第34話 A.D.4020.強大な敵
「成層圏まであと40秒。メインエンジン起動準備! クロム早く戻って!」
戦艦への帰還を促すサンタナのパイロットのテルル。
ヘルダイバのハンガーにいる、鈴々がクロムへ話しかける。
「ハンガーをオープンしたよ。

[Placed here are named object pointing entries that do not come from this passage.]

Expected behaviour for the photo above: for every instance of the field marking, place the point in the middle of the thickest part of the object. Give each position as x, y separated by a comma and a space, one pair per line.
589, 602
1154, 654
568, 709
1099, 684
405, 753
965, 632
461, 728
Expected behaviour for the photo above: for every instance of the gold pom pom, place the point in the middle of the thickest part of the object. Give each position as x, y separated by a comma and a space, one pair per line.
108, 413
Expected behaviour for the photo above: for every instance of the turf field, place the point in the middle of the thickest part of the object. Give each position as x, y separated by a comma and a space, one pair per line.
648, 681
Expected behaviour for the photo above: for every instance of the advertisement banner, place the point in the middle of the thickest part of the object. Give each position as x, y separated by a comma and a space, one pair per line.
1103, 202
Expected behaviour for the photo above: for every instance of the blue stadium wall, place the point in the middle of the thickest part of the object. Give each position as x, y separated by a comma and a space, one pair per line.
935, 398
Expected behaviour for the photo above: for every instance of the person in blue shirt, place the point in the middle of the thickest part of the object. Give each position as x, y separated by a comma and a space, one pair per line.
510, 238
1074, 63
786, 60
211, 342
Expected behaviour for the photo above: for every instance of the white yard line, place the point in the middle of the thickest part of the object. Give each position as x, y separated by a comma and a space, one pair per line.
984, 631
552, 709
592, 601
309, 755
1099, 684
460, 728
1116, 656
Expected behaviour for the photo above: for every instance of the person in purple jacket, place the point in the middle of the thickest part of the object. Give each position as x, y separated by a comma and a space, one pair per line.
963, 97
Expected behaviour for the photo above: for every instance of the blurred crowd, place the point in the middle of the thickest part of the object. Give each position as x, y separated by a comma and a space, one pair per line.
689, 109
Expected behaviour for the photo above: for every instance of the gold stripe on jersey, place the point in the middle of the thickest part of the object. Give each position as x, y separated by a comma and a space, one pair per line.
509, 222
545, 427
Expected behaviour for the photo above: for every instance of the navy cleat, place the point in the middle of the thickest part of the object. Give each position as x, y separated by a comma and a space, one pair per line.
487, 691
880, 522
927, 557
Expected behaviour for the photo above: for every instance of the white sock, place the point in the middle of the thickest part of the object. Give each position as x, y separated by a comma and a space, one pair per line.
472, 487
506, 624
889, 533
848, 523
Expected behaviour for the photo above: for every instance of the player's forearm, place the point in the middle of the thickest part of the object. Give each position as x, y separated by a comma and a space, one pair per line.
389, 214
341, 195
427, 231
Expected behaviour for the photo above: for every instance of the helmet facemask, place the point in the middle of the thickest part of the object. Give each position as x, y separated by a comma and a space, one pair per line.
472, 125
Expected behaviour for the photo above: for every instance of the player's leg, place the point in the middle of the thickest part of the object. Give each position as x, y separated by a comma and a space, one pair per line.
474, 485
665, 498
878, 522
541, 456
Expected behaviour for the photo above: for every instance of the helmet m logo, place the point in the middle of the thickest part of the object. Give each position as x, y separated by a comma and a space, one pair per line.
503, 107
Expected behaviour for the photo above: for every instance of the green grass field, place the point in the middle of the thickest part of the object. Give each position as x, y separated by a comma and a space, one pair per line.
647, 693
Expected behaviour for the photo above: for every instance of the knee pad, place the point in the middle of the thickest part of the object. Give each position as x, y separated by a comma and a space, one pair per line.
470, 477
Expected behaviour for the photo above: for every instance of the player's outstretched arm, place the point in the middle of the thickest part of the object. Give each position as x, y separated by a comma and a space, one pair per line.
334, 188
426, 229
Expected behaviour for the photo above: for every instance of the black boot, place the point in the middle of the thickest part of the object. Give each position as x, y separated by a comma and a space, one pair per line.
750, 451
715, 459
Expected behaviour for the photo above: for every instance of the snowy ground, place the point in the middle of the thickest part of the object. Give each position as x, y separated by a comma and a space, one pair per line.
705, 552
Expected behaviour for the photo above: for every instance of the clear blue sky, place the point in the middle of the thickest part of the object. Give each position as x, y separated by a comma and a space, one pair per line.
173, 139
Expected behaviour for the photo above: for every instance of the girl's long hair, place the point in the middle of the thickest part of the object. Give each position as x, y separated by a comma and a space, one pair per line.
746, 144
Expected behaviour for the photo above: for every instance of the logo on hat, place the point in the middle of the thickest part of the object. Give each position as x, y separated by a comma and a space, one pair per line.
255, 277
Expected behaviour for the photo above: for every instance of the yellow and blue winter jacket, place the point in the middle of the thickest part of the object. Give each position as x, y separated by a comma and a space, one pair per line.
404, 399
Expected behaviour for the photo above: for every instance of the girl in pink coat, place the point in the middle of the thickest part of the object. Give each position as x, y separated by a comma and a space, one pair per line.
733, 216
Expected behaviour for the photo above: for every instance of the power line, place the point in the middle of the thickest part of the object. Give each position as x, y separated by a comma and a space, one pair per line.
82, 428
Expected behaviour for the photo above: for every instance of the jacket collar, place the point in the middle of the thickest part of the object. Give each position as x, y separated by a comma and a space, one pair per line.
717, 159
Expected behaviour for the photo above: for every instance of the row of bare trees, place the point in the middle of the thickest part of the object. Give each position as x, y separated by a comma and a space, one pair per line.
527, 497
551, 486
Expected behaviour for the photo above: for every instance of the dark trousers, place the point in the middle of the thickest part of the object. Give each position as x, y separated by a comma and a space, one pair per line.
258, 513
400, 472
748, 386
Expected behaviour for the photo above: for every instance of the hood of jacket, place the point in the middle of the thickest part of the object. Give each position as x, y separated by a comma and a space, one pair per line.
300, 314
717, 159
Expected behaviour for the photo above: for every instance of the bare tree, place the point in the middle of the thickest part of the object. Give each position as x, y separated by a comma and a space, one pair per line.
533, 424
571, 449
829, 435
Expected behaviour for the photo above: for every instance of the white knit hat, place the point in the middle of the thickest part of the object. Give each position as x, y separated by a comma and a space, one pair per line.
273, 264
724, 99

早く帰ってきてクロム……チュ!」
鈴々のクロムへのあからさまな好意と、そしてセブンスへの対抗意識。
鈴々の隠さない感情を受けて、セブンスは心がざわめき落ち着かない。
腕をつなぐクロムと鈴々の姿が浮かび、胸の奥が熱くなる、もやもやと何か解らない、初めての感情がわき出てくる。
(何この感情は……なぜクロムと鈴々が気になるの)
不安定なセブンスを見たレニウムが驚いていた。
「セブンスまさかおまえ、クロムが気になるのか? その……好きなのか?」
「ええ? そんな事……あるわけない!」
大きな声で、答えてしまったセブンスが慌てて口を押える。
「ふ~~ん。お人形さんって聞いていたけど、ヤキモチ焼くのねえ~~以外だ」
操縦席のテルルが笑った。
「ヤキモチ……なにそれ……私にはインプットされていない」
テルルの言葉にセブンスは、自分で理解できない感情の呼び名を知る。
レニウムは、しげしげとセブンスを見た。
「こんな不安定なドールは初めてだな。さすが最新型と言うか」
「私だって……こんな気持ちはクロムと会うまで無かった。さっきまでは楽しかったのに、今は何故か胸が苦しい」
セブンスの答えに感心したような、呆れたような表情のレニウム。
「それは恋心だと思うぞ。それにしてもあんな大雑把で脳みそが筋肉で出来ている、恐竜みたいな男のどこがいいのかね。鈴々、物好きはおまえだけじゃなかったみたいだぞ」
レニウムの言葉にハンガーでクロムの着艦を待つ鈴々が不満そう。
「ええ~~!? 一緒にしないでよ。ドールが人間を好きになるって? ふん、人形は貴族のボンボンの相手でもしてなさいよ!」
鈴々が明確に表すライバル意識に、益々戸惑うセブンス。
「ヤキモチ……私にはそんな機能は……ない……はずなんだけど」
セブンスの人間のような本物の戸惑いを見た、艦橋のレニウムとテルルは目を合わせた。
「おいおい、どうやら本気らしいぞ……機能って……ドールが人に恋心を持つのは有り?」
「べつに、いいんじゃない? セブンスもドールの前に女って事でしょう?」
盛り上がるサンタナに、噂のクロムから応答が入る。
「おまえら戦闘中だぞ! まじめにやれ!」
その言葉にレニウムとテルルが肩をすぼめる。
「モテ男くんがお怒りだ……」
突然サンタナの艦橋のディスプレイに警告が表示された。
「なんだ?」
レニウムの言葉に、テルルがシステムメッセージを確認する。
「これは……衛星軌道上に敵の戦艦らしきものが現れた」
「なんだと!? そんなもの、ここに降りる時は無かっただろ?」
「ええ。今、突然現れたの……え? ちょっと待って!」
テルルがコンソールを調整して、メインモニタにそれを映し出した。
「なんだあれは……」
レニウムが言葉を失った。
前面のモニタには衛星軌道上に浮かぶ、直径2KMを越える超大型の浮遊要塞が写っていた。